如何构建多智能体环境
==============================================================

在日常生活的许多任务场景中，往往包含大量与环境交互的智能体，包括无人机集群、无人驾驶、智能电网等。相较于单智能体与人类控制，多智能体有更多优势，且已经被包括我国在内的很多国家列为发展目标。研究如何在考虑其它协作智能体的情况下，最大化团队目标，具有重要实际应用价值、需求广阔！

这篇文章将讲解如何结合特定的需求，构建多智能体强化学习环境，并将其融入到 ``DI-zoo`` 中，再利用 ``DI-engine`` 中自带的多智能体强化学习算法来解决多智能体问题。

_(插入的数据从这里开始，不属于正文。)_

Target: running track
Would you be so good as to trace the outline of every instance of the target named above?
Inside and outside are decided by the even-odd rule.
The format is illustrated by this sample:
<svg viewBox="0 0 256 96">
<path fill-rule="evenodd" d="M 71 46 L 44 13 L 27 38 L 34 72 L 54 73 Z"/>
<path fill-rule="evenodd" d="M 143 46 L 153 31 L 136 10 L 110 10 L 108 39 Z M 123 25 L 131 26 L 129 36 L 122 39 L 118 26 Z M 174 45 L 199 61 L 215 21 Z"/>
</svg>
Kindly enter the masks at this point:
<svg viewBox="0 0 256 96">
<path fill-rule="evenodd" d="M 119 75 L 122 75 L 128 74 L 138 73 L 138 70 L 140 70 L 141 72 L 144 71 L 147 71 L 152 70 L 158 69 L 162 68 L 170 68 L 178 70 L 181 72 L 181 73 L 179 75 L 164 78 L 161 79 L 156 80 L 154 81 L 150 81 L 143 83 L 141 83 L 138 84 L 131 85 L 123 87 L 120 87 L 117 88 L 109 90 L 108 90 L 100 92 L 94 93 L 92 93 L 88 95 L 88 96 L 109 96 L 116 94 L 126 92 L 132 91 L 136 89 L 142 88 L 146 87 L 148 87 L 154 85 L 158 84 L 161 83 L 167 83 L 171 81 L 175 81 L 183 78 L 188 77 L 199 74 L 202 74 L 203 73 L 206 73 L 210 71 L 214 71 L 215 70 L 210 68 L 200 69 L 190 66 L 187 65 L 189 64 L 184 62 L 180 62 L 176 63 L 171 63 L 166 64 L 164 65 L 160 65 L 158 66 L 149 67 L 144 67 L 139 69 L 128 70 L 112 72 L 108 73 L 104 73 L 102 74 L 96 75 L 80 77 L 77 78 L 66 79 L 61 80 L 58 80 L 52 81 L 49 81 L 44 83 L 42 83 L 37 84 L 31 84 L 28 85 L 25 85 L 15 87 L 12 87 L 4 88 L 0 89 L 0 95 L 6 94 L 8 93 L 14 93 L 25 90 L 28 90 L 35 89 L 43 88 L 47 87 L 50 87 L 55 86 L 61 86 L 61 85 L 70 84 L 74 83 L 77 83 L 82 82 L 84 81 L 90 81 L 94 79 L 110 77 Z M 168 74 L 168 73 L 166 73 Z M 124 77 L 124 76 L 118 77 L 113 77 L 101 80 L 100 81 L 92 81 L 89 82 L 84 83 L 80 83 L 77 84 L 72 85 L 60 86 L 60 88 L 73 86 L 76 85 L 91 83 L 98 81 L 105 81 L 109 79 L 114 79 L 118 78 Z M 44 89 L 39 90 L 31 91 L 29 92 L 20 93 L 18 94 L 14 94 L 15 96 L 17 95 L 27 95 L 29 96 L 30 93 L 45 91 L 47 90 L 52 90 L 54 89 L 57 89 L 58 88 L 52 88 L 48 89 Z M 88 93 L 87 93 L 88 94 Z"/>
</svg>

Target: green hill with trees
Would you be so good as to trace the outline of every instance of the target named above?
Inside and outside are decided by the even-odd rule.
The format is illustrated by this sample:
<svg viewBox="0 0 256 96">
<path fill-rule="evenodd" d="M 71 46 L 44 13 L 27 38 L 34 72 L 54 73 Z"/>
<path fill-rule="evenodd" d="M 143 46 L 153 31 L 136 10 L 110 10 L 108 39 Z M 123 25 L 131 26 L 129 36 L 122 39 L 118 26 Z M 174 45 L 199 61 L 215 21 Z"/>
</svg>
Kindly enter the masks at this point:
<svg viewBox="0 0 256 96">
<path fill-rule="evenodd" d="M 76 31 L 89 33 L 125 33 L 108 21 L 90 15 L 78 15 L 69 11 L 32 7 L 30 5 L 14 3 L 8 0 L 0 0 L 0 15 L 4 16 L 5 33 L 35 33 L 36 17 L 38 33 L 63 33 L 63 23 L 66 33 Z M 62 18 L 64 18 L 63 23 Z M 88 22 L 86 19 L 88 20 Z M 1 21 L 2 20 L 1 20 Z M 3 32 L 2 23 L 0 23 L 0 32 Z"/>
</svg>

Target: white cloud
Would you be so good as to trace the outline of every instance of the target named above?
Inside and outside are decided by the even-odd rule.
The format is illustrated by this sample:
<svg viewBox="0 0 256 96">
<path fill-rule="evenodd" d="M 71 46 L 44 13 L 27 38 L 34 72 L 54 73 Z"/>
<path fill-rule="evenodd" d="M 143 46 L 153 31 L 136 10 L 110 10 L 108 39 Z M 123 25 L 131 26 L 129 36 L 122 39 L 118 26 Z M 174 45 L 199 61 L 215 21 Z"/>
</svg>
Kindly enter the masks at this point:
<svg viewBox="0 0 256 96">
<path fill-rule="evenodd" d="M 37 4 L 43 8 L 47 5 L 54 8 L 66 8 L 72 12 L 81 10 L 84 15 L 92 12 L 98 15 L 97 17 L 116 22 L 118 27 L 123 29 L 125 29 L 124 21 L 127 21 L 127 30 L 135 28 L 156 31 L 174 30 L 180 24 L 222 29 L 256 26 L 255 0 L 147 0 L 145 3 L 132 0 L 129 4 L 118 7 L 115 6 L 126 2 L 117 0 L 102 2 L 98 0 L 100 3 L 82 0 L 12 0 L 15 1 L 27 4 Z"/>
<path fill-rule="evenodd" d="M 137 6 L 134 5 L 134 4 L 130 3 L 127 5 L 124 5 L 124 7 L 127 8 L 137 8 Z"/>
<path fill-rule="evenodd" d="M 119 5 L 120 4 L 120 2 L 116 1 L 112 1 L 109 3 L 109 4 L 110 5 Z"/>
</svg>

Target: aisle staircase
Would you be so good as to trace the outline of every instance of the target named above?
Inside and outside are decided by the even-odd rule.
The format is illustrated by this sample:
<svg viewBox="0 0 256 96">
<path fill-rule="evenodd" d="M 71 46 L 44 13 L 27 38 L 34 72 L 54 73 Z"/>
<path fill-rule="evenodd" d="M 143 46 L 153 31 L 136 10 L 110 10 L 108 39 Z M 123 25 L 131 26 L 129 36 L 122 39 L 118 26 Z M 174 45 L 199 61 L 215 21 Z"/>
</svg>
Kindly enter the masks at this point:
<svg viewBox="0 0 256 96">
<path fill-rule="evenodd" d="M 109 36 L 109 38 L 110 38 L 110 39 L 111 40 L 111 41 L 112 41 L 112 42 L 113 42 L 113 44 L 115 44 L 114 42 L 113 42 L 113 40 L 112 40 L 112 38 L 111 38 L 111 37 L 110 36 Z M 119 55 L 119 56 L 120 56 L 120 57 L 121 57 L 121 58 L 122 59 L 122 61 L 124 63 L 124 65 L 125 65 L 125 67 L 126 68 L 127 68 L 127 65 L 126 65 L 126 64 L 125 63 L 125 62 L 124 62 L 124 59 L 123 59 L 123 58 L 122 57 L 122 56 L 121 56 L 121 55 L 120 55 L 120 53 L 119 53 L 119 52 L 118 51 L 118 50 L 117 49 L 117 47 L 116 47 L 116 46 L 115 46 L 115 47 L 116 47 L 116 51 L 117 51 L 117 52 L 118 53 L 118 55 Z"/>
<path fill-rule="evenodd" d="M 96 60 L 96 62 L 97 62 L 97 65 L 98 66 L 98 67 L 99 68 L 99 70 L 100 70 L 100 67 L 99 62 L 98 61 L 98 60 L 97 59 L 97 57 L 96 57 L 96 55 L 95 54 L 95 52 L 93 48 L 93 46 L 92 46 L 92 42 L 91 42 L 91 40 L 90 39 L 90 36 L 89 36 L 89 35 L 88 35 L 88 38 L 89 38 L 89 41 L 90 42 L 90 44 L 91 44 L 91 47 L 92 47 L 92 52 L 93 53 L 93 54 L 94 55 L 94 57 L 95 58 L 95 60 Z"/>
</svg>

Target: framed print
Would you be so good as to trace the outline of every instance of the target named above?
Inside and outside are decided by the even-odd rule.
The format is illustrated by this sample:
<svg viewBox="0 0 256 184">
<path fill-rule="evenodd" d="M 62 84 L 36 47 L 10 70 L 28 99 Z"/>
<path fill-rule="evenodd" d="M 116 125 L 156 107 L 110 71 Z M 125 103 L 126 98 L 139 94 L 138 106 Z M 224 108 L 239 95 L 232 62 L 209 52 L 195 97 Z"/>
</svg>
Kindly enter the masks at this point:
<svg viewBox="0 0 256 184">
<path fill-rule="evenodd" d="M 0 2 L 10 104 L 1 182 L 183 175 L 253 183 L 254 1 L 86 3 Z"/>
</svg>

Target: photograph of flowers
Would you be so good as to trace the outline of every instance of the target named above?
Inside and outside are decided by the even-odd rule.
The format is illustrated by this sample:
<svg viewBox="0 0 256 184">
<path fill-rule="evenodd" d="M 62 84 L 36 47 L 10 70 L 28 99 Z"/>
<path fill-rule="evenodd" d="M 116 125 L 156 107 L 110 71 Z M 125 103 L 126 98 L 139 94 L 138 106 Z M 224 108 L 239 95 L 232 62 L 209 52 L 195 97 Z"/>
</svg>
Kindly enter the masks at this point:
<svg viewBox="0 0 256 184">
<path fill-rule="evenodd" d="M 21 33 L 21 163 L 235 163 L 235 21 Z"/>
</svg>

目前  ``DI-zoo`` 中已经融合了以下的多智能体强化学习常用环境：

.. list-table:: MARL environments in DI-zoo
    :widths: 20 20 20 20 20
    :header-rows: 1

    * - Env Name
      - Learning Mode 
      - Observability
      - Action Space
      - Observations
    * - | `PettingZoo(MPE) <https://github.com/opendilab/DI-engine/blob/main/dizoo/petting_zoo/envs/petting_zoo_simple_spread_env.py>`_
      - | Cooperative + Collaborative + Mixed
      - | Both
      - | Both
      - | Continuous
    * - | `SMAC <https://github.com/opendilab/DI-engine/blob/main/dizoo/smac/envs/smac_env.py>`_
      - | Cooperative
      - | Partial
      - | Discrete
      - | Continuous
    * - | `MAMuJoCo <https://github.com/opendilab/DI-engine/blob/main/dizoo/multiagent_mujoco/envs/multi_mujoco_env.py>`_
      - | Cooperative
      - | Partial
      - | Continuous
      - | Continuous
    * - | `GRF <https://github.com/opendilab/DI-engine/blob/main/dizoo/gfootball/envs/gfootball_academy_env.py>`_
      - | Collaborative + Mixed
      - | Full
      - | Discrete
      - | Continuous


然而在很多情况下，用户实际要解决的多智能体问题是多种多样的，如果用户能基于 ``DI-zoo`` 构建出自己的多智能体环境，就可以将其快速迁移到 ``DI-engine`` 中，使用 ``DI-engine`` 中的已有的基线多智能体强化学习算法来求解。

因此，本文章将会简要介绍：

- 如何在 ``DI-zoo`` 中构建自己的多智能体环境？
- 如何利用 ``DI-engine`` 中已有的多智能体强化学习算法 (例如 `QMIX代码实现 <https://github.com/opendilab/DI-engine/blob/main/ding/policy/qmix.py>`_ 与 `MAPPO代码实现 <https://github.com/opendilab/DI-engine/blob/main/ding/policy/ppo.py>`_ ) 来求解构建好的多智能体问题？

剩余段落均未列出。